You finally go to retire and you realize 3 things:

  1. The $1300 from Social Security isn't enough (hopefully the mortgage and cars are paid off) Lord forbid you have a 1600$ mortgage with a 350$ car payment

  2. That $300,000 broken down is only about 10 years of comfortable income (You're expecting to at least see your great great grandkids right?)

  3. Why didn't you take the time to properly plan your retirement?

You are not alone. This is the reality of Tens of thousands of retiring individuals who were blinded from the truth to no fault of their own. Good News, It's not too late.

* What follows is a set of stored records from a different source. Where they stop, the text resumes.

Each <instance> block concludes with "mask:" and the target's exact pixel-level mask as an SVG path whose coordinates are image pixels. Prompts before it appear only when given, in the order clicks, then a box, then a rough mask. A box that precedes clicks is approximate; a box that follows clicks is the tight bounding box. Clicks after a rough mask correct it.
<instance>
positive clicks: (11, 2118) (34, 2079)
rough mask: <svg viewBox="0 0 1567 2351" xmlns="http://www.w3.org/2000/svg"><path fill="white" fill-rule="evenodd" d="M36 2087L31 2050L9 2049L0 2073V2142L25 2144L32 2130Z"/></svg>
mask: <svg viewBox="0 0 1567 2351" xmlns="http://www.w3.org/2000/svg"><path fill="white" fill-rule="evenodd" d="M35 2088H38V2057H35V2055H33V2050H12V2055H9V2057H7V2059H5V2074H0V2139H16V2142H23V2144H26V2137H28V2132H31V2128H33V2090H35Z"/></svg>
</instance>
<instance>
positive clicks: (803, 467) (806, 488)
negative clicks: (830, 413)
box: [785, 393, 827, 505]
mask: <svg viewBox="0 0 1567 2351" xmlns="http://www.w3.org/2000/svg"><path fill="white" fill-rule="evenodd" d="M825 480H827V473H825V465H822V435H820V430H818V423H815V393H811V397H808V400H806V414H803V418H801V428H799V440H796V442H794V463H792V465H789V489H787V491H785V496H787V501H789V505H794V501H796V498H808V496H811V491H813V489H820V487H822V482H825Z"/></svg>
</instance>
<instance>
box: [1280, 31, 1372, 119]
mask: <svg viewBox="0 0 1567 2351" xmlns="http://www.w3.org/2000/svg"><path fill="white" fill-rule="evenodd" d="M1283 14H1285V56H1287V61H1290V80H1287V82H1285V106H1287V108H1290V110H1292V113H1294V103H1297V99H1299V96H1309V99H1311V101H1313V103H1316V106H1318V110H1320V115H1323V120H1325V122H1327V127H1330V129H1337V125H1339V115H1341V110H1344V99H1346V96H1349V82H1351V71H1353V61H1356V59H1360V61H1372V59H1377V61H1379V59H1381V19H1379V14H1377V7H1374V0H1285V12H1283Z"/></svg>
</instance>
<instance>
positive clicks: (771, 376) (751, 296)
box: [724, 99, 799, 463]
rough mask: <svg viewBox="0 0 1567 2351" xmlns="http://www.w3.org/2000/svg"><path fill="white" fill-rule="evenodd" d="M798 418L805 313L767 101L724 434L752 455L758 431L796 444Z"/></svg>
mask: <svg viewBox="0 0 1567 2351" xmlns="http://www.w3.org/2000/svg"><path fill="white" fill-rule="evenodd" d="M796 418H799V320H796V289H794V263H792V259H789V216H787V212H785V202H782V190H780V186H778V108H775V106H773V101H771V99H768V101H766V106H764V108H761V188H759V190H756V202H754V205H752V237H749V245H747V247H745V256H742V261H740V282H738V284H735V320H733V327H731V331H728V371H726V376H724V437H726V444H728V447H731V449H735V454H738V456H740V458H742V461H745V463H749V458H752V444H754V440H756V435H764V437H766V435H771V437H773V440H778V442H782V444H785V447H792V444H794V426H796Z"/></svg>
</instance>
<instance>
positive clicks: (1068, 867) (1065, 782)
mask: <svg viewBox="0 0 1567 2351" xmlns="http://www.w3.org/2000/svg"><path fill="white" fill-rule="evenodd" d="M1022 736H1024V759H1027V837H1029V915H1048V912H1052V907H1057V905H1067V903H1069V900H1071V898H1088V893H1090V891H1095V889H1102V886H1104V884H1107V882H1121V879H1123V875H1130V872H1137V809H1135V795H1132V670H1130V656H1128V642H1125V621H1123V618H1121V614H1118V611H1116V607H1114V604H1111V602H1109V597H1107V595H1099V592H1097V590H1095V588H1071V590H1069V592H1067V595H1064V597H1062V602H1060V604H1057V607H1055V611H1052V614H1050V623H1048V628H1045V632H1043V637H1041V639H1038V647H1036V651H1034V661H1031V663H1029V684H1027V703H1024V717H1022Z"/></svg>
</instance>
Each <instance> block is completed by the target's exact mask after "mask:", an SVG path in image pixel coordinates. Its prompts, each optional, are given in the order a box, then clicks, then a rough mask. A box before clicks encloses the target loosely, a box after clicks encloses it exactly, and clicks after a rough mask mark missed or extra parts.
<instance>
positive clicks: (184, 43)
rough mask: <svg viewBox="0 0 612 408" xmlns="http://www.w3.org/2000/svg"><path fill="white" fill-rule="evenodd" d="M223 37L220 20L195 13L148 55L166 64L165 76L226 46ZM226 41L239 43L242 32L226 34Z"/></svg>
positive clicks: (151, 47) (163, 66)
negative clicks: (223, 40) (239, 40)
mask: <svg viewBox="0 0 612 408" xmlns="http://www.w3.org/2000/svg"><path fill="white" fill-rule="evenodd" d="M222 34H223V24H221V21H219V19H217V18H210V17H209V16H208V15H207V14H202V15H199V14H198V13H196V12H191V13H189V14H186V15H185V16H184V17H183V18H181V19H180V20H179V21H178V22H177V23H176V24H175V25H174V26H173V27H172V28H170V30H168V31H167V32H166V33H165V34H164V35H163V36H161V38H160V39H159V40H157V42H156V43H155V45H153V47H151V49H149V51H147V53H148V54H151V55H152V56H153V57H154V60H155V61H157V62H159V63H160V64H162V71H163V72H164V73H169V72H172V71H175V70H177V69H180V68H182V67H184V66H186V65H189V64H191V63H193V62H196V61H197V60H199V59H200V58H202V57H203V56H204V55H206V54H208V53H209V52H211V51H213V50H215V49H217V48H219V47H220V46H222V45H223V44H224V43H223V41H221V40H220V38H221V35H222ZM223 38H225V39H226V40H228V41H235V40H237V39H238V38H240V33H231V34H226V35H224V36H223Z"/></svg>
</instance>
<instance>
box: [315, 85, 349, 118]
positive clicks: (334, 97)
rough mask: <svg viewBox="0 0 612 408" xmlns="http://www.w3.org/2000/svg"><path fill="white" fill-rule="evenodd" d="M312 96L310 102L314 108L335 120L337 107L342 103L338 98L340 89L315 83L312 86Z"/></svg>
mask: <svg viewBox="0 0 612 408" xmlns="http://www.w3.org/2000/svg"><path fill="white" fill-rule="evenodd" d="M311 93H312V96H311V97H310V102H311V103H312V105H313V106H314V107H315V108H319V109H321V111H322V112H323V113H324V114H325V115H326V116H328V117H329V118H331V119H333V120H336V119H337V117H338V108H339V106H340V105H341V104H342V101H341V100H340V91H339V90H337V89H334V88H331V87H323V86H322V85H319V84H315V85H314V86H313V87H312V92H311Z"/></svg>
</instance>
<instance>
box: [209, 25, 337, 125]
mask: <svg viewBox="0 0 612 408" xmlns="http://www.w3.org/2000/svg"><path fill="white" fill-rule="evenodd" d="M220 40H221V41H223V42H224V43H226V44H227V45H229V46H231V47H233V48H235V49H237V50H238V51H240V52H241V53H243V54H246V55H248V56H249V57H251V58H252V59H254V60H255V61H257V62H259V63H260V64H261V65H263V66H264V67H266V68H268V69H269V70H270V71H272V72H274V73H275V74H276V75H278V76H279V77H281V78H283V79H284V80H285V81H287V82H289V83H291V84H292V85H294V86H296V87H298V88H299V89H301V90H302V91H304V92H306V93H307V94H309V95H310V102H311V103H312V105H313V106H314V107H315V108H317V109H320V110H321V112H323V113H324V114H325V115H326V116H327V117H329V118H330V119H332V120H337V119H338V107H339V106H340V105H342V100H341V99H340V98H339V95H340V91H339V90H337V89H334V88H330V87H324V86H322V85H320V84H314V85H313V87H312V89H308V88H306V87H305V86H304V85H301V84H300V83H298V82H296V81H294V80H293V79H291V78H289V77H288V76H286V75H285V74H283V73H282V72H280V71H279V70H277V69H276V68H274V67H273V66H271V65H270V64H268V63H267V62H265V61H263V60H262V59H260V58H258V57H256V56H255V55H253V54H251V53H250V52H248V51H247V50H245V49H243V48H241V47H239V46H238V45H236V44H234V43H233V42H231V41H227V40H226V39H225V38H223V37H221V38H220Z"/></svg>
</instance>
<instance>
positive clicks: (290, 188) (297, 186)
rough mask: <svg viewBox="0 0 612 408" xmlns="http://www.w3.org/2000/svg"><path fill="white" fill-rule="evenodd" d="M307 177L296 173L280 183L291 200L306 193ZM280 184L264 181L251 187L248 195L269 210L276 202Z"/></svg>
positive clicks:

Financial Literacy is the single most important tool you can have in your belt. Learning the difference between an asset and a liability, how to make your money work for you, and how to thrive and not just survive.


Assets: Most individuals, when asked what they have as assets, would say "My House, My Cars, I have some collectables, or antiques that may be worth some money"

Now let's look at the definition of what an asset is: Asset: Property owned by a person or company, regarded as having value and available to meet debts, commitments, or legacies.


One may look at this definition and think "the house, the car, the collectables, things that have value that can be sold for money" You are not necessarily wrong however, have you ever thought about how much money you've spent on your home? Ex: you buy a $300,000 home, your interest rate is awesome 3%. You went FHA you put $10k down.

You pay your whole 30 years on time, never missed a beat.....

Well, your 300k home just cost you $552,131.35 over 30 years. 30 years later, the market went up and you sell at $350,000!!!! 552.131.35 - 350,000= -202,131.35 that you lost over 30 years. That's $6737.72 per year that you lost by owning your home. Still an asset? Same math works for your cars, credit cards, etc.


Now we are not advising that you do not own a house. Having a home to grow up in and have the kids and grandkids to enjoy is priceless, but you may want to start viewing your purchases as liabilities instead of instruments to prepare you for your retirement.


Stocks, Companies, Bonds, REITS, Rental Properties- Great assets that continue to grow and produce you income and make you more money over time instead of costing you hundreds of thousands.